Decoux, François
Biographie
Chirurgien de marine. Il arbora le premier drapeau tricolore dans la ville de Brest. Il adressa la lettre suivante à la Commission des récompenses nationales, pour récapituler ses mérites à la décoration : « En 1827, ce fut moi qui eus l’honneur d’être chargé par mes condisciples des écoles de Médecine et de Droit de porter le drapeau, en réjouissance du rejet de la loi d’amour contre la liberté de la presse. Malgré les nombreux obstacles de la gendarmerie étayée de tout ce que la police Franchet put enfanter de plus odieux, je me présentai à la tête de cinq mille étudiants chez le brave général Lafayette, Benjamin Constant, etc. La même année, aux troubles suscités par l’injustice de l’élection de M. Récamier, j’eus le bonheur de délivrer cent cinquante jeunes gens enfermés dans la cour du Collège de France, en terrassant un gendarme et un agent de police préposés à la garde de la grille. Un coup de baïonnette ne suffit pas à modérer mon zèle, je me rendis à la préfecture de police pour réclamer nos prisonniers de la journée et je ne dus ma propre délivrance qu’à la politique de notre professeur, qui, par ce moyen sans doute espérait de réconcilier ses élèves.
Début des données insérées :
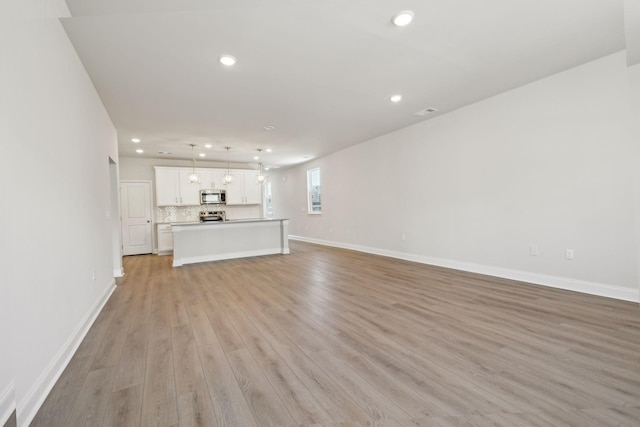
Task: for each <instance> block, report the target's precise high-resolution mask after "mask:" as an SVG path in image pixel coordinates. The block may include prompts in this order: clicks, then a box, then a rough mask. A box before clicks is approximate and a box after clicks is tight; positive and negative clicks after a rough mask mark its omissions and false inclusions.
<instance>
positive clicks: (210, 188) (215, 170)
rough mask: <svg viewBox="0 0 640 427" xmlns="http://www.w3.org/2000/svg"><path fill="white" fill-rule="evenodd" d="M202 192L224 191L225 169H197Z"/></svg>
mask: <svg viewBox="0 0 640 427" xmlns="http://www.w3.org/2000/svg"><path fill="white" fill-rule="evenodd" d="M196 172H197V173H198V178H199V180H200V189H201V190H213V189H218V190H224V189H225V185H224V169H196Z"/></svg>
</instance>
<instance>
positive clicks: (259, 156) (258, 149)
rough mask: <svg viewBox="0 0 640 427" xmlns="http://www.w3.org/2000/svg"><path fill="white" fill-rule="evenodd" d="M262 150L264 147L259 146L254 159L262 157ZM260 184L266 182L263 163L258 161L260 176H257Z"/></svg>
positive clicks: (258, 182) (257, 179) (256, 179)
mask: <svg viewBox="0 0 640 427" xmlns="http://www.w3.org/2000/svg"><path fill="white" fill-rule="evenodd" d="M261 152H262V148H258V155H257V156H256V157H254V159H256V160H258V159H260V153H261ZM256 180H257V181H258V184H262V183H263V182H264V175H263V174H262V163H260V162H258V176H257V177H256Z"/></svg>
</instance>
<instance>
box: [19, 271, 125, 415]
mask: <svg viewBox="0 0 640 427" xmlns="http://www.w3.org/2000/svg"><path fill="white" fill-rule="evenodd" d="M115 288H116V282H115V279H113V280H112V281H111V283H110V284H109V286H107V287H106V289H105V291H104V293H103V294H102V296H100V298H98V300H97V301H96V303H95V304H94V306H93V307H92V308H91V310H89V312H88V313H87V315H86V316H85V317H84V319H82V321H81V322H80V324H79V325H78V326H77V327H76V329H75V331H73V333H72V334H71V335H70V336H69V339H67V342H65V343H64V345H63V346H62V348H61V349H60V351H58V354H56V355H55V357H54V358H53V359H52V360H51V362H49V365H48V366H47V368H46V369H45V370H44V371H42V373H41V374H40V377H39V378H38V380H37V381H36V382H35V384H34V385H33V387H31V389H30V390H29V391H28V392H27V394H26V396H25V398H24V399H23V400H22V401H20V402H18V405H17V409H16V412H17V413H18V414H20V418H21V422H20V424H21V425H29V424H30V423H31V421H33V418H34V417H35V416H36V414H37V413H38V410H39V409H40V406H42V404H43V403H44V400H45V399H46V398H47V395H48V394H49V393H50V392H51V389H52V388H53V386H54V385H55V383H56V381H58V379H59V378H60V375H62V372H63V371H64V369H65V368H66V367H67V365H68V364H69V361H70V360H71V358H72V357H73V354H74V353H75V352H76V350H78V347H79V346H80V343H81V342H82V340H83V339H84V337H85V335H87V332H89V329H90V328H91V325H93V322H94V321H95V320H96V318H97V317H98V314H100V311H101V310H102V308H103V307H104V305H105V304H106V303H107V301H108V300H109V297H110V296H111V294H112V293H113V291H114V290H115Z"/></svg>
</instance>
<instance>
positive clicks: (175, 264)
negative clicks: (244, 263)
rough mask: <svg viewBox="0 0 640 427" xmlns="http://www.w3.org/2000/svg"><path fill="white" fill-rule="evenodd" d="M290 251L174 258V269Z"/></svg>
mask: <svg viewBox="0 0 640 427" xmlns="http://www.w3.org/2000/svg"><path fill="white" fill-rule="evenodd" d="M288 253H289V249H288V248H287V249H286V250H285V249H284V248H281V247H278V248H272V249H259V250H255V251H243V252H229V253H224V254H214V255H201V256H193V257H185V258H180V259H176V258H175V257H174V258H173V267H182V266H183V265H184V264H195V263H198V262H209V261H221V260H225V259H235V258H248V257H252V256H263V255H274V254H284V255H286V254H288Z"/></svg>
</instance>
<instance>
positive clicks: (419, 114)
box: [413, 107, 438, 116]
mask: <svg viewBox="0 0 640 427" xmlns="http://www.w3.org/2000/svg"><path fill="white" fill-rule="evenodd" d="M436 111H438V109H437V108H433V107H430V108H425V109H424V110H420V111H416V112H415V113H413V115H414V116H426V115H427V114H431V113H435V112H436Z"/></svg>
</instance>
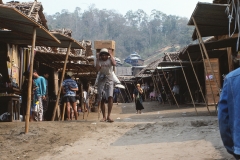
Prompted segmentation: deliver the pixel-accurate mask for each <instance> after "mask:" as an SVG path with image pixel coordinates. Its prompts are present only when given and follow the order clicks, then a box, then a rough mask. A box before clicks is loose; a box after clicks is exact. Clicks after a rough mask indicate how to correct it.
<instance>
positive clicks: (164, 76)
mask: <svg viewBox="0 0 240 160" xmlns="http://www.w3.org/2000/svg"><path fill="white" fill-rule="evenodd" d="M161 68H162V66H161ZM162 72H163V76H164V78H165V79H166V81H167V84H168V87H169V89H170V92H171V94H172V96H173V98H174V101H175V102H176V104H177V106H178V108H179V105H178V102H177V100H176V98H175V96H174V94H173V92H172V89H171V87H170V84H169V82H168V80H167V78H166V75H165V72H164V71H163V69H162ZM166 95H167V93H166Z"/></svg>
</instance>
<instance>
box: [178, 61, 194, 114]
mask: <svg viewBox="0 0 240 160" xmlns="http://www.w3.org/2000/svg"><path fill="white" fill-rule="evenodd" d="M179 62H180V65H181V68H182V72H183V75H184V78H185V81H186V83H187V87H188V91H189V94H190V96H191V99H192V102H193V106H194V108H195V111H196V113H197V115H198V112H197V109H196V105H195V102H194V99H193V96H192V92H191V89H190V86H189V83H188V80H187V77H186V74H185V71H184V69H183V66H182V62H181V60H179Z"/></svg>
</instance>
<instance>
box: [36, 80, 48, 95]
mask: <svg viewBox="0 0 240 160" xmlns="http://www.w3.org/2000/svg"><path fill="white" fill-rule="evenodd" d="M34 82H35V85H36V87H37V88H36V90H35V95H37V96H45V95H46V94H47V93H46V91H47V89H46V88H47V87H46V86H47V84H46V80H45V78H43V77H42V76H39V77H38V78H36V79H34Z"/></svg>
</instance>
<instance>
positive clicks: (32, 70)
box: [25, 27, 37, 133]
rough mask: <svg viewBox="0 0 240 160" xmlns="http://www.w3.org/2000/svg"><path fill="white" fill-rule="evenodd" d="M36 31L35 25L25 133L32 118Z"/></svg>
mask: <svg viewBox="0 0 240 160" xmlns="http://www.w3.org/2000/svg"><path fill="white" fill-rule="evenodd" d="M36 33H37V27H33V40H32V50H31V58H30V70H29V78H28V99H27V109H26V118H25V133H28V131H29V119H30V107H31V96H32V81H33V80H32V75H33V63H34V48H35V43H36Z"/></svg>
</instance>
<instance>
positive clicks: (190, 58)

Enfin, dans nos derniers débats, j’arborais, le premier, le drapeau tricolore au port de Brest, où j’étais chirurgien de la Marine (voir le Constitutionnel du 8 août 1830, article Brest, supplément). Huit jours après la conquête de nos libertés, la corvette dont j’étais le chirurgien reçut ordre d’appareiller pour les Antilles où elle devait porter de l’argent et des nouvelles. Il me répugnait d’être courrier lorsque la patrie pouvait alors réclamer des soldats ; je demandai mon débarquement. MM. Les membres du conseil de santé, indignés sans doute de mon action du 30 juillet, jugèrent à propos de l’accompagner de mon licenciement. Depuis ce jour, je suis au sein d’une famille nombreuse, dont je suis l’unique appui. » Il avait servi en 1828 dans la frégate l’Amazone et s’était illustré lors de l’échouage du Curaçao. Il sollicita un emploi dans l’armée de terre. Les faits s’étant passés à Brest, la Commission des récompenses nationales de la préfecture de Haute-Vienne se jugea incompétente. Il demeurait à Château-Ponsac (Haute-Vienne) en 1831. Archives nationales F/1dIII/81, dossier Haute-Vienne.